A looming pandemic, its dangers made vivid by the closing of churches, schools and other places of assembly. A ramped-up campaign of “warning and advisory literature.” A frantic effort by federal and state authorities as well as local physicians and relief workers to suppress the spread of the disease, followed by some relaxing of quarantine restrictions.
Then, a series of “celebrations and similar festivities, during which all precautions and safeguards were thrown to the winds.” A spike in cases, and renewed calls to reinstate closures. But then, a vaccine, ready to be distributed to states and administered first to those most at risk.
So read the summary of Dr. Joseph N. McCormack, Secretary of the Kentucky State Board of Health, published in newspapers in December 1918. The pandemic, of course, was influenza, and the super-spreader celebrations were the parties, parades and gatherings that marked the end of World War I.
The vaccine to which McCormack referred, one of many produced during the pandemic, had been developed by Dr. Edward C. Rosenow of the Mayo Foundation’s Division of Experimental Bacteriology. After testing it on the staff of his own institution and concluding it was safe, he offered it free to physicians and hospitals, as long as they would return questionnaires reporting on its use and results.
McCormack responded to Kentucky doctors who requested doses of the Rosenow vaccine with a letter outlining its ingredients, giving instructions (three inoculations, one week apart), and touting its successful use in the Army—and curiously, on policy holders of the Equitable Life Insurance Company and employees of Pittsburgh’s Homestead Steel Works. The Kentucky State Board, he advised, endorsed the vaccine for use “by every person in Kentucky who is not certain that he or she has recently had influenza.” McCormack’s colleague Dr. Lillian H. South, who had visited the Mayo Clinic to procure a half-million doses, had charge of distributing the vaccine from the State Board’s offices in Bowling Green.
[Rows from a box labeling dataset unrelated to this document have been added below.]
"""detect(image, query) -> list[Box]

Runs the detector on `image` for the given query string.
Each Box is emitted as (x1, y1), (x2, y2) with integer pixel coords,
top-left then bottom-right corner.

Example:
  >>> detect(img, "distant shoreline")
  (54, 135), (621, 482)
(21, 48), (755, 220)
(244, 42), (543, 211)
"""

Despite Dr. McCormack’s eminence—he is now regarded as one of the most influential public health figures in Kentucky’s history—his letter showed that vaccine development and testing was still in its infancy. For example, like other vaccines of the time, the Rosenow vaccine was made from what one historian has described as a “witches brew” of bacteria isolated from dead and living patients, “heat-killed,” and added to an injectable fluid (compare to today’s COVID-19 vaccines, which do not contain the virus). Vaccine studies, moreover, suffered from what our historian has termed selection bias, unequal exposure to risk, and inadequate data collection on outcomes. (Rosenow’s requests for responses to his questionnaire, in fact, appear to have been largely ignored).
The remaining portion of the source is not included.